Buntut Tayangan Trans7, Trans Icon Mall Surabaya Jadi Sasaran Unjuk Rasa
- Mokhamad Dofir
Surabaya, VIVA Jatim-Puluhan orang berpenampilan santri berunjuk rasa di depan Trans Icon Mall Jalan Ahmad Yani, Siwalankerto, Kecamatan Wonocolo, Kota Surabaya, Jumat, 17 Oktober 2025.
Mereka mengaku berasal dari Pondok Pesantren Miftahul Ulum Lepelle, Kecamatan Robatal, Kabupaten Sampang.

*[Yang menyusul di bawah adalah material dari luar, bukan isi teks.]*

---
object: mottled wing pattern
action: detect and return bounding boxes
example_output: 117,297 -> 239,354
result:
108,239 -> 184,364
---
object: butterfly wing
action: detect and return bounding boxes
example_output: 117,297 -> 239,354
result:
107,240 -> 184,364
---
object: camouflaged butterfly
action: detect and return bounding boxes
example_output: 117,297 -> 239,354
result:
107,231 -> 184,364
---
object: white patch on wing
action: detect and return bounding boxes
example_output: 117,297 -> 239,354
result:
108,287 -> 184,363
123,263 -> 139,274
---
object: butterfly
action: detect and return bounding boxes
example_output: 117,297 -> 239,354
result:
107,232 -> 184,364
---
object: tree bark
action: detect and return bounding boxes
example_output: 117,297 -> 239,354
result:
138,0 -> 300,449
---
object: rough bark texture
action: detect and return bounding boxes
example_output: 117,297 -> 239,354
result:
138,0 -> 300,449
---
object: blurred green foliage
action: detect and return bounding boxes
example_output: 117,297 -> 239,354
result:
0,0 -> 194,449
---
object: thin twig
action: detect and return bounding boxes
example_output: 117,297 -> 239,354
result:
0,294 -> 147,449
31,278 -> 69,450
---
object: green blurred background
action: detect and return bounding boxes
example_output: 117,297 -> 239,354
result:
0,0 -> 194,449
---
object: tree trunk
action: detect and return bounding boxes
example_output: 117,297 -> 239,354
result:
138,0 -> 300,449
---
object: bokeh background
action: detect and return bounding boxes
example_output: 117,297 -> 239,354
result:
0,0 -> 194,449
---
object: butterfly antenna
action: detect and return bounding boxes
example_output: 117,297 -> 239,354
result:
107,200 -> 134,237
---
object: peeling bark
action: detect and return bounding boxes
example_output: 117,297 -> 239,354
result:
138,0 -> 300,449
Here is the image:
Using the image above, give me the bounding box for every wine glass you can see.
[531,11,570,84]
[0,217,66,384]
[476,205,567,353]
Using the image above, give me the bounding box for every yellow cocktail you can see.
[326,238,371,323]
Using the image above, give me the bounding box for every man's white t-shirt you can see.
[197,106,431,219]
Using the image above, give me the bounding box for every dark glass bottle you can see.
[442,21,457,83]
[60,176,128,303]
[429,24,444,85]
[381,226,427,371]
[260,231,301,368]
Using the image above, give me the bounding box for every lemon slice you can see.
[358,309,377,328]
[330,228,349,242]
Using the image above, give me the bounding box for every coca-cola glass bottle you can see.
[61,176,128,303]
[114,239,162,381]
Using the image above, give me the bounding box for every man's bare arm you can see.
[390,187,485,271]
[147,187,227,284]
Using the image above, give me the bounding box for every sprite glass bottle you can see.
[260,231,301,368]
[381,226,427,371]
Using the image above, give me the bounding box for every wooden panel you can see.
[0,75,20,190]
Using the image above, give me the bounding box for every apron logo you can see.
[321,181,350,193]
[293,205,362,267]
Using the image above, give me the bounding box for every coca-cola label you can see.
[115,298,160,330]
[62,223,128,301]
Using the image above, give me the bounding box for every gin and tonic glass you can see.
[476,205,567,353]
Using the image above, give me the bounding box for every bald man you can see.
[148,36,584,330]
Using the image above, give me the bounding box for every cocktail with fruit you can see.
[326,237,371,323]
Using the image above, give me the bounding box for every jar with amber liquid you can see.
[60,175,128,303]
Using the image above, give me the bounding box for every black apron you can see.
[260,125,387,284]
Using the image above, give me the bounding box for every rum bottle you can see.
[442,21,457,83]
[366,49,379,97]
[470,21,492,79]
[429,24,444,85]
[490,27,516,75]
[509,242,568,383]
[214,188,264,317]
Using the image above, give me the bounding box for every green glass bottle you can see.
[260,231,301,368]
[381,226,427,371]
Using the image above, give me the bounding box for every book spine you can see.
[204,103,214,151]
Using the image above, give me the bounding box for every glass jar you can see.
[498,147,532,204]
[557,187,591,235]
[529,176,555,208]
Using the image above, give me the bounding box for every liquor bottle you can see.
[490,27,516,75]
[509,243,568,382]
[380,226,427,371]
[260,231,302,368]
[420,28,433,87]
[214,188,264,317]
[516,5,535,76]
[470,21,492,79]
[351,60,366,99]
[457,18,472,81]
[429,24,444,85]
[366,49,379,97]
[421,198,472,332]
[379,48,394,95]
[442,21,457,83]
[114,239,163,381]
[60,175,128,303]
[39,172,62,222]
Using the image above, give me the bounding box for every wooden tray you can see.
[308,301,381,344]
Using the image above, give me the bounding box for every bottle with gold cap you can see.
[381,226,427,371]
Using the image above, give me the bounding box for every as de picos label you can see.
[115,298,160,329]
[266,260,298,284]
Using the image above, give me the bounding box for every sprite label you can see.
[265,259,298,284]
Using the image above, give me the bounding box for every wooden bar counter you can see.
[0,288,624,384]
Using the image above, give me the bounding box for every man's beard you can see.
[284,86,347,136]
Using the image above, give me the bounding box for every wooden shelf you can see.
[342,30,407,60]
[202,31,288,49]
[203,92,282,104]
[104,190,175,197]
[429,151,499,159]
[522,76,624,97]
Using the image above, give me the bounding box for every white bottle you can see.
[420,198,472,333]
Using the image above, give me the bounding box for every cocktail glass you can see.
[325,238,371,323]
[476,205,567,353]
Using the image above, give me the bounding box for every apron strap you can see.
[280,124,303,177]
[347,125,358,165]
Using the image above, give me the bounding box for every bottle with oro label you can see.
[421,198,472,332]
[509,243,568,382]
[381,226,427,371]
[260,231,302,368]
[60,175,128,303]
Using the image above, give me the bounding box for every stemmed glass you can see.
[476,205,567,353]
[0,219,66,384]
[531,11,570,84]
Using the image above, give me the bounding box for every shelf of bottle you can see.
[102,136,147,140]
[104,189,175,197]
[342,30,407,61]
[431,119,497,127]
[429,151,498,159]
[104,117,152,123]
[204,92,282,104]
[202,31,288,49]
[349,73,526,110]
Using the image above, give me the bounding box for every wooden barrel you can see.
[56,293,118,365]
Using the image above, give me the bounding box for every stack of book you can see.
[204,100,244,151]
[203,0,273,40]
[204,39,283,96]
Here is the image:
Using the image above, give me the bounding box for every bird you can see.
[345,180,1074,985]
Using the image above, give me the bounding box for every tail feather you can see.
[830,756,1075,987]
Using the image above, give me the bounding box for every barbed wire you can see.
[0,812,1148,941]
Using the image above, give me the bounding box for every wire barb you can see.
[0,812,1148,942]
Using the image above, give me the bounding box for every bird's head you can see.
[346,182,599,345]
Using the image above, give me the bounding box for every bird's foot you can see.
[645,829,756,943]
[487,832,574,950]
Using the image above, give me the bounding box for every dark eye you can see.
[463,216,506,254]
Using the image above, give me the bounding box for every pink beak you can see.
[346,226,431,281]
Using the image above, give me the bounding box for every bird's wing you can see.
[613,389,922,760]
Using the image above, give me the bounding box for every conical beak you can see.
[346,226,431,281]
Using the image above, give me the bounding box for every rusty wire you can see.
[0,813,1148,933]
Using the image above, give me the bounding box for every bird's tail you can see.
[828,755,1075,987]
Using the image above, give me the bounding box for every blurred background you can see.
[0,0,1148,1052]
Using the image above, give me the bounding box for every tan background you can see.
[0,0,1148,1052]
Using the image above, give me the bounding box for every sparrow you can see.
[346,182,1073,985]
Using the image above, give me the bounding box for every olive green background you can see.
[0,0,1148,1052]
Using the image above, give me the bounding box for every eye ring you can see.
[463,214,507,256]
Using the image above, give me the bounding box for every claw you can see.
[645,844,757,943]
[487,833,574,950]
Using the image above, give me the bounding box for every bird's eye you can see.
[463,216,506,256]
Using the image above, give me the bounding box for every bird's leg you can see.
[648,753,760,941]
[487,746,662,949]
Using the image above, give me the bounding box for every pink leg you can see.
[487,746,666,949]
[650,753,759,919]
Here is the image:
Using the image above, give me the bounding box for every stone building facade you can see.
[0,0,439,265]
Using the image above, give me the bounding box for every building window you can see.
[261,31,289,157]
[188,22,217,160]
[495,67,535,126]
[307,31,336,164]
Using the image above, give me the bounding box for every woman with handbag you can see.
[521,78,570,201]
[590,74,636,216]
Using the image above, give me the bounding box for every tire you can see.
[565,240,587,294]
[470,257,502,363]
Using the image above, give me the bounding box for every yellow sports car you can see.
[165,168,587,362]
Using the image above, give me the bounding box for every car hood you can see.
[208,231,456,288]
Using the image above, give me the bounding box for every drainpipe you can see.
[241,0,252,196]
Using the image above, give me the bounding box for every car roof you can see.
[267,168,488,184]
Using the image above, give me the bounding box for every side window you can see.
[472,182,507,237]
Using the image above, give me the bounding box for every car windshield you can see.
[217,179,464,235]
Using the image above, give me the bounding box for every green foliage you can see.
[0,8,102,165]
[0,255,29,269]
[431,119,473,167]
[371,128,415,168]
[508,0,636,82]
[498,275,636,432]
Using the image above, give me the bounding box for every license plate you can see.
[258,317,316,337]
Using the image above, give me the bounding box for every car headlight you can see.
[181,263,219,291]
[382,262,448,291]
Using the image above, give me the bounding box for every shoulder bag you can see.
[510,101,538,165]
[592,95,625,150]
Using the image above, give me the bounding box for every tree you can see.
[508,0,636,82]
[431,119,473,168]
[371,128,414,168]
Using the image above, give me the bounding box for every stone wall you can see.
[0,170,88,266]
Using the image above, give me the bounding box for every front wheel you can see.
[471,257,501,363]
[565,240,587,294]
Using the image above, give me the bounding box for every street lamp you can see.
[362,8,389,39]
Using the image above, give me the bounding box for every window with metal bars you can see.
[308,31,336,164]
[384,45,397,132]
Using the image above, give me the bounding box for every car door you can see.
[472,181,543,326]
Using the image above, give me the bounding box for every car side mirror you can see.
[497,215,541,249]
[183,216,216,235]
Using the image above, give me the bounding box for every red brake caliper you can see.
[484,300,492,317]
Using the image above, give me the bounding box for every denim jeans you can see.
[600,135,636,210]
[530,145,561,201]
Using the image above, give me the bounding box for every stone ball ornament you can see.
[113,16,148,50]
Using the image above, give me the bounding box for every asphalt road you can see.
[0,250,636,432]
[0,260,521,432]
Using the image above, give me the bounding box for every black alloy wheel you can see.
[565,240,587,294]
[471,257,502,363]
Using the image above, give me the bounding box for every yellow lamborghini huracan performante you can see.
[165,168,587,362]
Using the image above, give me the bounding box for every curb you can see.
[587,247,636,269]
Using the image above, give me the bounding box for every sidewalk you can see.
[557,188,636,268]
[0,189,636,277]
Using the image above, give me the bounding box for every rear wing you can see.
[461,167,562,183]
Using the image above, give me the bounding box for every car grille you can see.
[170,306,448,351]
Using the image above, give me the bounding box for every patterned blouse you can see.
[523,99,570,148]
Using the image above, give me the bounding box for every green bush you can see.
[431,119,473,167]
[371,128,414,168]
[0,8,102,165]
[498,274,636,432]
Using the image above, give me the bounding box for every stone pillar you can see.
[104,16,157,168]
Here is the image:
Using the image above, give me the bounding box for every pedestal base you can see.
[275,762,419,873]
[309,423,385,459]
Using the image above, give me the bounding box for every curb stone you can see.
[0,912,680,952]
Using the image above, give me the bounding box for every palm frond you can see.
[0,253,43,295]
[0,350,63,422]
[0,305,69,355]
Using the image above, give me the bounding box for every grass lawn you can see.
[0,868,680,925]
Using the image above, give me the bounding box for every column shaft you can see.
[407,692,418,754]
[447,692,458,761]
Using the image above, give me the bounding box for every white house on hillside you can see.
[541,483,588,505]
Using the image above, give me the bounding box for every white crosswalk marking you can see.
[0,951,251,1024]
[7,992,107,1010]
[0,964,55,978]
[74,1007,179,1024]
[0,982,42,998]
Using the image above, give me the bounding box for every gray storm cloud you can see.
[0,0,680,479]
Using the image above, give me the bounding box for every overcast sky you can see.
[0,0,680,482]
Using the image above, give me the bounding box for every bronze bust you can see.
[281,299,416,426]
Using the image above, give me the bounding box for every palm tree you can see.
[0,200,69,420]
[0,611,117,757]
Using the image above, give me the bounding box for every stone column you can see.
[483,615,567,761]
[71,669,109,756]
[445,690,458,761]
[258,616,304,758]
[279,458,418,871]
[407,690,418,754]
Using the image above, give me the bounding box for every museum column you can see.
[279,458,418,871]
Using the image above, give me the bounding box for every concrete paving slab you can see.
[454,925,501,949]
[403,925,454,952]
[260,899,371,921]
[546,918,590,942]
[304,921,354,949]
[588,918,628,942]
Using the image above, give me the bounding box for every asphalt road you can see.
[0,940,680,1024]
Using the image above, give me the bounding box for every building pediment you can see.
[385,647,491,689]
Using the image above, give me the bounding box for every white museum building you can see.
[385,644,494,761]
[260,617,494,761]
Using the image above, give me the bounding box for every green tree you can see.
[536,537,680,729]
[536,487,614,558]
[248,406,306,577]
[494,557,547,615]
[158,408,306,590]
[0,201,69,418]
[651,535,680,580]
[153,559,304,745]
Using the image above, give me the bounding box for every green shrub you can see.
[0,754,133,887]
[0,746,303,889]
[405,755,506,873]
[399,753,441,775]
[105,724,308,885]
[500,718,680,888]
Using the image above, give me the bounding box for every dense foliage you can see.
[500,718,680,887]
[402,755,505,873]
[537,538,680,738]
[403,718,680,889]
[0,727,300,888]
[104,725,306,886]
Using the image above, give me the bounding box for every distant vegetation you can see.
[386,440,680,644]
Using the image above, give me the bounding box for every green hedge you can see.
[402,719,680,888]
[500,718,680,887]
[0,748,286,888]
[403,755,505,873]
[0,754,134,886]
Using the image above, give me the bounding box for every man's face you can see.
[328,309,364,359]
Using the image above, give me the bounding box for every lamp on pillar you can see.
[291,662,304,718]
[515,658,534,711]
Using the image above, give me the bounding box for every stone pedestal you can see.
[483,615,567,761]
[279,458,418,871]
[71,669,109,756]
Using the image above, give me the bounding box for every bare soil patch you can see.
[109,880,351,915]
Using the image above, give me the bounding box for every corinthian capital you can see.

Punawi, salah seorang pengunjuk rasa ketika ditemui Viva Jatim mengatakan, aksi mereka lakukan sebagai bentuk kekecewaan atas konten Program Expose Uncensored yang ditayangkan Trans7 karena dianggap melecehkan marwah para kiai dan dunia pesantren.
Untuk itu, dirinya besama para santri meminta tayangan dalam program tersebut segera dihapus.
"Kami minta tayangan-tayangan [soal pesantren] kemarin itu dihapus," ujar Punawi.
Punawi juga menegaskan, pihaknya mendesak kepada pimpinan Trans7 agar meminta maaf secara terbuka kepada masyarakat Indonesia. Terutama kepada pihak Pondok Pesantren Miftahul Ulum Lepelle Sampang.
Sebab, pengasuh Pondok Pesantren Miftahul Ulum Lepelle Sampang, Kiai Haji Ali Mustaqim sempat ditampilkan dalam sebuah cuplikan tayangan kontroversial tersebut.
"Yang ditayangkan di Trans7, itu kan ada Kiai Haji Ali Mustaqim, pengasuh Pondok Pesantren Miftahul Ulum Lepelle. Dan yang sempat ditayangkan kan dua ulama itu. Jadi ke Pesantren [Miftahul Ulum] juga minta maaf," tandasnya.
Massa aksi mulai memadati area luar pagar Trans Icon Mall Surabaya sejak pukul 13.30 WIB. Pantauan di lokasi, para peserta aksi didominasi oleh kalangan santri yang mengenakan pakaian khas pesantren. Bersarung, berkemeja putih dan memakai peci, sebagian diantaranya juga tampak bersorban.
Selain itu, sejumlah peserta membawa kertas karton bertuliskan tuntutan. Di sela barisan, juga terdapat dua kendaraan komando yang dilengkapi pengeras suara untuk menyampaikan orasi.
Sejumlah aparat kepolisian terlihat berjaga dan sebagian lagi mengatur arus lalu lintas supaya tidak terjadi kemacetan.